I afraid yes she could give birth to both , we had a cow which gave birth to a Hereford calf x and an Aberdeen Angus x calf. The Hereford bull belonged to us and the Aberdeen Angus was our neighbours. 

A trip to the vet is definately in order.


----------



## s4sugar (4 May 2012)

What size is the bitch and what is the size difference between her & the dog you saw?
If the dog is much larger there could be whelping problems. 
When was she actually mated?


----------



## aintgotnohay (4 May 2012)

s4sugar said:



			What size is the bitch and what is the size difference between her & the dog you saw?
If the dog is much larger there could be whelping problems. 
When was she actually mated?
		
Click to expand...

the dog was about 18 inches and she is 14 inches.
mated 29th april.


----------



## NeverSayNever (4 May 2012)

gosh sorry for your situation but have to admit, the vision of how you describe this dog,wolfy thing with big yellow eyes,bowling you over to get your bitch has conjoured up a cartoon style wylie cyotee and had me in stitches i know its not funny really.


----------



## s4sugar (4 May 2012)

aintgotnohay said:



			my poodle went to stud last week and succesfully tied 4 times over 48 hours.she is still receptive.last night i was getting her out of car and carrying her into house this great big mongrel thing came from nowhere and knocked me over.i had to let go of my poodle and she ran off with this thing.
		
Click to expand...

So this dog which knocked you over is 18" If a 14" poodle was mated by a dog large enough to knock someone over it is probably a good idea to consult your vet.


----------



## aintgotnohay (4 May 2012)

its one of the ugliest things you ever seen.its called olly cos it appears every time i have a breeding bitch in season.had trouble with it last year.its just turfed out everyday-nice owners.dog warden informed but still on the loose.


----------



## Dobiegirl (4 May 2012)

NeverSayNever said:



			gosh sorry for your situation but have to admit, the vision of how you describe this dog,wolfy thing with big yellow eyes,bowling you over to get your bitch has conjoured up a cartoon style wylie cyotee and had me in stitches i know its not funny really.
		
Click to expand...

I must admit it had that affect on me as well. we are both sick


----------



## MurphysMinder (4 May 2012)

If you let her carry on and hopefully have a litter you can DNA test to see which are purebred.  I don't know the exact procedure but it is being suggested in some rarer breeds that bitches are mated to two different sires, and resulting pups are DNA tested and can be registered.  This is to increase the gene pool, as it means a bitch can in say 2 litters, possibly produce pups by 4 sires.  I only skim read the article but is definitely happening.


----------



## Cinnamontoast (4 May 2012)

Poor bloody dog  My tallest is about 20 inches to withers, not massive, how did it bowl you over?!


----------



## Littlelegs (4 May 2012)

Mongrel sounds like my kind of dog, mangy, grey ugly & wolf like. And big enough to knock someone over. 
 I have a worse image, anyone seen wolves of willoughby Chase? Have an image of the poodle in a train, dressed in old fashioned dress & bonnet, with the wolf dog jumping in to rape & pillage. 
 Sorry op, as said she could be pregnant by both, so up to you if you want to take that chance.


----------



## piebaldsparkle (5 May 2012)

My 1st Mongrel Mutt and his brother had different sires.  Mum was a pedigree ESS, sires were?????  Half the litter were big black and hairy and half finer, short coated, black with white bibs and paws.  So definitely possible.  
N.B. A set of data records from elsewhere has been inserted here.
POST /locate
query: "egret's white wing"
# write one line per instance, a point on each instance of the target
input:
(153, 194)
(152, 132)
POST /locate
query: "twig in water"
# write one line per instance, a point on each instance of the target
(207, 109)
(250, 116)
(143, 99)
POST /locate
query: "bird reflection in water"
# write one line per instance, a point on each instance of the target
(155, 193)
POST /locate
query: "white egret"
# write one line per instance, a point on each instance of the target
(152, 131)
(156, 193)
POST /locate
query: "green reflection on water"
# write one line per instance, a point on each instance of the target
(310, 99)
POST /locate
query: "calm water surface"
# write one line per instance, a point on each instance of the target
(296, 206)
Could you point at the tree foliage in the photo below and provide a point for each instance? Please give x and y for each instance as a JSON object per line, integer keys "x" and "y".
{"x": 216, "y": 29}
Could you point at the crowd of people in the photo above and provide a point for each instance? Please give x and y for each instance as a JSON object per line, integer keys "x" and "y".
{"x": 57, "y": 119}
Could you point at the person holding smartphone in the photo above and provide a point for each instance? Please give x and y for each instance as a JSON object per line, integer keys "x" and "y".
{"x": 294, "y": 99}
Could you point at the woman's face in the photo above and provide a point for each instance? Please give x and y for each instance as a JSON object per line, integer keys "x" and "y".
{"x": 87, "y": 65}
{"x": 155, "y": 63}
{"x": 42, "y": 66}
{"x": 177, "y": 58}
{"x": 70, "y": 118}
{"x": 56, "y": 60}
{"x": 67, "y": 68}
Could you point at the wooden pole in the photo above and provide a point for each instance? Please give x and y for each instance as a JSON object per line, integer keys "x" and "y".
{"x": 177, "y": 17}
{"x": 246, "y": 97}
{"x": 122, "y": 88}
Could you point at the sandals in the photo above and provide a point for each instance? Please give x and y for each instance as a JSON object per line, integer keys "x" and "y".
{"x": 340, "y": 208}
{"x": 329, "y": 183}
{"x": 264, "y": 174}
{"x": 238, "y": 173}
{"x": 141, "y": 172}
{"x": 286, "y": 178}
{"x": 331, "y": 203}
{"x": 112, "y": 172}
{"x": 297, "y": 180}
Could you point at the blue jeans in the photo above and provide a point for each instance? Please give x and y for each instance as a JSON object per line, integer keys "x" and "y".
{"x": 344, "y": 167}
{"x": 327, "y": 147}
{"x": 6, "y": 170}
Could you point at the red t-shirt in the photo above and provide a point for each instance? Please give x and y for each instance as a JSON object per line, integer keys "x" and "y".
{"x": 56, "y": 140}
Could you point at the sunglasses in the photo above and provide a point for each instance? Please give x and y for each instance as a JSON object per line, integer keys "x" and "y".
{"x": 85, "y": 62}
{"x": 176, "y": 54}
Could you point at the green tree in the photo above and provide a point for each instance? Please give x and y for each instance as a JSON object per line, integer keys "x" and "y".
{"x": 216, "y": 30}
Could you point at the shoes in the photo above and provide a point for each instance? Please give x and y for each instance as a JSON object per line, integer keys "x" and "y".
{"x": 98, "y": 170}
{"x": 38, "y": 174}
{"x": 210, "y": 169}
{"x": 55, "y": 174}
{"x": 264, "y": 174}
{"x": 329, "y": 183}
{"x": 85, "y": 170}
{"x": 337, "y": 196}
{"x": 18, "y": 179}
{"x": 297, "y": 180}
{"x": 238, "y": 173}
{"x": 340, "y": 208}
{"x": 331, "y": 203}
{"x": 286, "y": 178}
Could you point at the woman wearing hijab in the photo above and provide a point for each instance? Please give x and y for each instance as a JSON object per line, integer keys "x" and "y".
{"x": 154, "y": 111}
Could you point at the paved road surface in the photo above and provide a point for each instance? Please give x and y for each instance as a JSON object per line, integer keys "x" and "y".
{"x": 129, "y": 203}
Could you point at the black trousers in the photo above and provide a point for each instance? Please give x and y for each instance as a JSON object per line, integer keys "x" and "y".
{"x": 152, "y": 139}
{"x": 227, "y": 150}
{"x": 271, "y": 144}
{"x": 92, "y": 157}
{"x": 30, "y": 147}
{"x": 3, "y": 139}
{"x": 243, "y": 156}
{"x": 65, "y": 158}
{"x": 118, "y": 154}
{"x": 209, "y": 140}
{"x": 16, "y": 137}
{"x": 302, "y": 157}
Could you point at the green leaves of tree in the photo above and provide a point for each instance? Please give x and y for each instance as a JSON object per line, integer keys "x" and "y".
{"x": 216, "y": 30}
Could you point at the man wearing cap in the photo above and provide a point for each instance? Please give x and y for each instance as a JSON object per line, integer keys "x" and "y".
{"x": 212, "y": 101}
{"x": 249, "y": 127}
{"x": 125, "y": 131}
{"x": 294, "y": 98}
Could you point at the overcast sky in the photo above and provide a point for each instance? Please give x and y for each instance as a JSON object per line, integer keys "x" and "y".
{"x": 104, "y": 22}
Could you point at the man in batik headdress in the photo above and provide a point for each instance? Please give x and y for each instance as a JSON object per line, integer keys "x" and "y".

I now have a wired image of a rather petite person struggling to carry a 14" poodle, and being knocked over by a 18" wolf...............


----------



## Kaylum (5 May 2012)

she would have been quite far on her heat when she mated the first time?  So a week later she will most probably have gone off?


----------



## The Original Kao (5 May 2012)

Well least even if the pups are all cross breeds, the fact your bitch is a poodle gives you an advantage. 
Just give the pups some cutesy designer name and you'll be able to sell them for more than purebred poodle pups 
How's about wolfadoodles?


----------



## fallenangel123 (5 May 2012)

Beat me to it then I was going to suggest Wolfadoodles too!! Non shedding, full of hybred vigour and howling at the moon! Worth a fortune each!


----------



## Cinnamontoast (5 May 2012)

Braver than me! I was dying to suggest this!


----------



## Littlelegs (5 May 2012)

I think 'mangydoodles' has a certain ring to it. Could be judged at crufts on confirmational ability to knock people over & mate with dogs exiting cars.


----------



## s4sugar (5 May 2012)

Couldn't be doodles as there is no d in wolf -could be Mankypoos though.


----------



## Luci07 (5 May 2012)

I know nothing about breeding dogs or any related etiquette but might the stud dog owner have something to say if your bitch gives birth to some odd pups?! Quite apart from the fact that your bitch might well struggle to give birth if the other dog is so big?

My first stafford mated with a huge Labrador and in the time whe she was supposedly clear! Quick visit to the vets the following day, My mother was very cross with me but she is obsessed with breeding.... Never liked my horses as normally have geldings and my only mare, while proven, was too high risk for me..!


----------



## MurphysMinder (5 May 2012)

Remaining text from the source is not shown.